Enabling and disabling the separate management interface is done by setting the values and enabling them through the Network Settings page of the Deployment Wizard. You can use both IPv4 and IPv6 addresses. For more information, see Management Interface.
Before starting this procedure, be sure you have:
  • Selected your deployment mode
  • Configured any mode-specific settings
  • Configured the IWSVA host information
  • Configured the Data Interface information
To setup the separate management interface:
  1. Continue working from the Network Interface page of the Deployment Wizard.
  2. Check the check box for the Enable Management Interface.
  3. Select an Ethernet interface from the drop-down list.
  4. Check the Enable Ping check box to check the connection.
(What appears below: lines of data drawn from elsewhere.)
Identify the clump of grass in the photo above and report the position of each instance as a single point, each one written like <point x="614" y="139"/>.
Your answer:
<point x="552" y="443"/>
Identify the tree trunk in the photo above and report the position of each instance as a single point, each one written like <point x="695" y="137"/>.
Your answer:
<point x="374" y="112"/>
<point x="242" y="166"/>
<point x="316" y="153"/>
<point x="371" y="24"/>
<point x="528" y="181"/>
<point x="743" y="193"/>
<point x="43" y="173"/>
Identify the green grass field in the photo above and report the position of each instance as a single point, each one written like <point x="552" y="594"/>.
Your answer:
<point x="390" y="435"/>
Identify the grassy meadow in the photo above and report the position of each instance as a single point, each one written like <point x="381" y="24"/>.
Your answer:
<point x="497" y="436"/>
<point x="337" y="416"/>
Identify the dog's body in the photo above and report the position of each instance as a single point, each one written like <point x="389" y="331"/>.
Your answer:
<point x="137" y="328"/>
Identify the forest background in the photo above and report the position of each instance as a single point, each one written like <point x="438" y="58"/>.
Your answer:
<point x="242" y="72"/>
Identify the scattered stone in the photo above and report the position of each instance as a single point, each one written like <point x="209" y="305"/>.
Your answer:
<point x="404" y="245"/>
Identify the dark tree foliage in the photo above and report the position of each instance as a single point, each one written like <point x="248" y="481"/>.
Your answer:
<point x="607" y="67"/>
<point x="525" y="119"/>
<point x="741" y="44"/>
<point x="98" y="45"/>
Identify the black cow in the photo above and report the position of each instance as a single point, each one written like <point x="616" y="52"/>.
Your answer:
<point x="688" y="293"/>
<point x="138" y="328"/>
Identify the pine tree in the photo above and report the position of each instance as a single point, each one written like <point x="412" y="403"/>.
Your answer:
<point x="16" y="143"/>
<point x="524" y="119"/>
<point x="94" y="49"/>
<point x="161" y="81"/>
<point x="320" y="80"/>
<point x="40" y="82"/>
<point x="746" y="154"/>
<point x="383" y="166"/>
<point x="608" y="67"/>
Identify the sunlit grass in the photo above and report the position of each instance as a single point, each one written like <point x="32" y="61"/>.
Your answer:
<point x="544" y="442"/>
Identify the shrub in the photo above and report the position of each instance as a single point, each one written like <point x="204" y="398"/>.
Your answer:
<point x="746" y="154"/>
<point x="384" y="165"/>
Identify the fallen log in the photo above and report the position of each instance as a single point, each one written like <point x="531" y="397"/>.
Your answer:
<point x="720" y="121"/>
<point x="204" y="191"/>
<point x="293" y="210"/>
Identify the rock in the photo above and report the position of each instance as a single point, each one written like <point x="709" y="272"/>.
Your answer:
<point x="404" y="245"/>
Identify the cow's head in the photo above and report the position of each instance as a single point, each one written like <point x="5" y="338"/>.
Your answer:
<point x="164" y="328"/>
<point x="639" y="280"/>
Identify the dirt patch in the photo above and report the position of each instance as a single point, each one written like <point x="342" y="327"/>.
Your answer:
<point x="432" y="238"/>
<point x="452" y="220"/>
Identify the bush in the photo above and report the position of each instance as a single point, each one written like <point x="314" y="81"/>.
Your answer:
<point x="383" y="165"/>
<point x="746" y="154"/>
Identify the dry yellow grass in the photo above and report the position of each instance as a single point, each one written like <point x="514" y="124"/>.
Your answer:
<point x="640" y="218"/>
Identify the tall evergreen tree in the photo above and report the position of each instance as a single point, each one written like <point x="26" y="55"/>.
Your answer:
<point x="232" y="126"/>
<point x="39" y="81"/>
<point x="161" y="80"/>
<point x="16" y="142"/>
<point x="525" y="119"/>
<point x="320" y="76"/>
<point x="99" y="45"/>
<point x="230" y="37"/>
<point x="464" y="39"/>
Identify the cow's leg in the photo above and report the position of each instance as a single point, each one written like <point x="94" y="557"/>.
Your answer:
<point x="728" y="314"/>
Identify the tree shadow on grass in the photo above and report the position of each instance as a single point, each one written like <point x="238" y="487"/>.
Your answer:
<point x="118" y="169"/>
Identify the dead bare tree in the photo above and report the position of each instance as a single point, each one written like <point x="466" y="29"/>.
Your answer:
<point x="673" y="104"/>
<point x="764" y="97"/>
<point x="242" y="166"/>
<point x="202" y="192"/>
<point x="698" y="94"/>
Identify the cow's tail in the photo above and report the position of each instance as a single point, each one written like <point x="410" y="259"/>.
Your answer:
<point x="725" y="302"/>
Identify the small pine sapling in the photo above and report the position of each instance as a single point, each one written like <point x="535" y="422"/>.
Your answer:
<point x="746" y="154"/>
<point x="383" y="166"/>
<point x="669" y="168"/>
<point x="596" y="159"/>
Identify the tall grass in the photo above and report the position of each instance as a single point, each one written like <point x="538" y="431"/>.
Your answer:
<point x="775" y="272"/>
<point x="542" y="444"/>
Select this option to respond to PING requests on the data interface. Disable this option if you do not want anyone to PING this interface.
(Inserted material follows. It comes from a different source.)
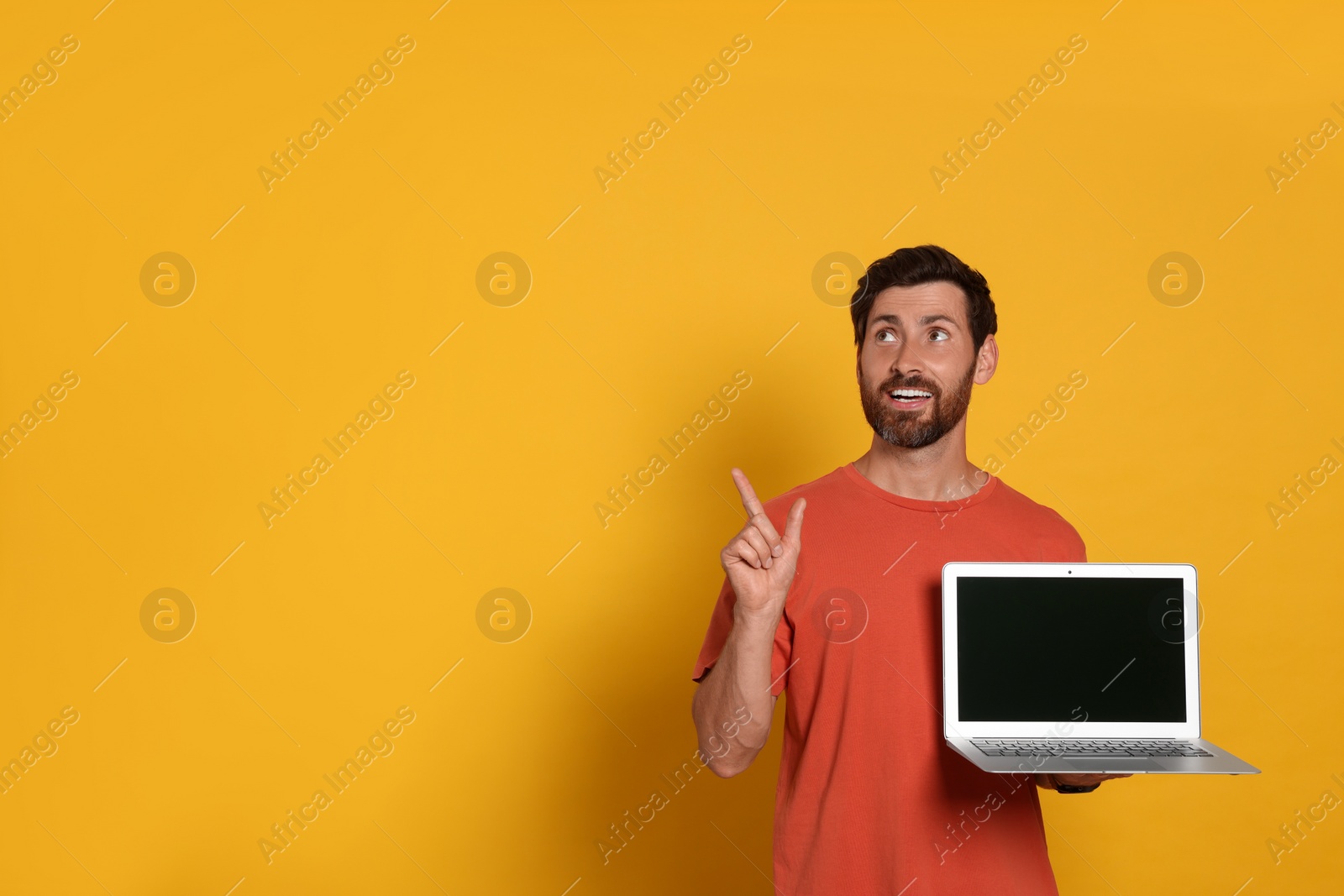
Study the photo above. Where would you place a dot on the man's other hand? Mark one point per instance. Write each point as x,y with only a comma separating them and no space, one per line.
1084,781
    Activate PING on an interface allows you to issue PING commands to check the network status of the IWSVA appliance. For example, if there is no reply from IWSVA after a PING request, the appliance may be down or there is a problem with network connection.
  5. Enter a static IP address for the management interface device.
  6. Enter the netmask (subnet mask) for the management interface device.
  7. Do one of the following:
    • Continue with the deployment mode settings, if you are setting up IWSVA for the first time or
    • Click Next and click through the remaining screens if you have already setup your deployment mode and are just adding the separate management interface.

Miscellaneous Settings (IPv4 and IPv6)

The Miscellaneous Settings (IPv4 and IPv6) sections allow you to obtain the dynamic information from DHCP or enter static information for:
  • Gateway IP addresses
  • Primary DNS server IP addresses
  • Secondary DNS server IP addresses
Before starting this procedure, be sure you have:
  • Selected your deployment mode
  • Configured any mode-specific settings
  • Configured the IWSVA host information
  • Configured data and management interface information
To configure the Miscellaneous settings:
  1. Continue working from the Network Interface page of the Deployment Wizard.
  2. Scroll to the Miscellaneous Setting section.
  3. Do one of the following:
    • Check the Obtain from DHCP check box to have IWSVA obtain the dynamic Gateway, Primary, and Secondary DNS information OR
    • Type in the Gateway, Primary, and Secondary DNS information if it is static
      Parameter Description
      Gateway For static IP address configuration of the network device, type in the applicable (IPv4 or IPv6) IP address used as the gateway for this IWSVA installation.
      Primary DNS For static IP address configuration of the network device, type in the applicable IP address used as the primary DNS server for this IWSVA installation
      Secondary DNS For static IP address configuration of the network device, type in the applicable IP address used as the secondary DNS server for this IWSVA installation.
  4. Click Next.
  5. Continue to Static Routes.
    Note
    Note
    If you are joining an existing cluster, go to Summary.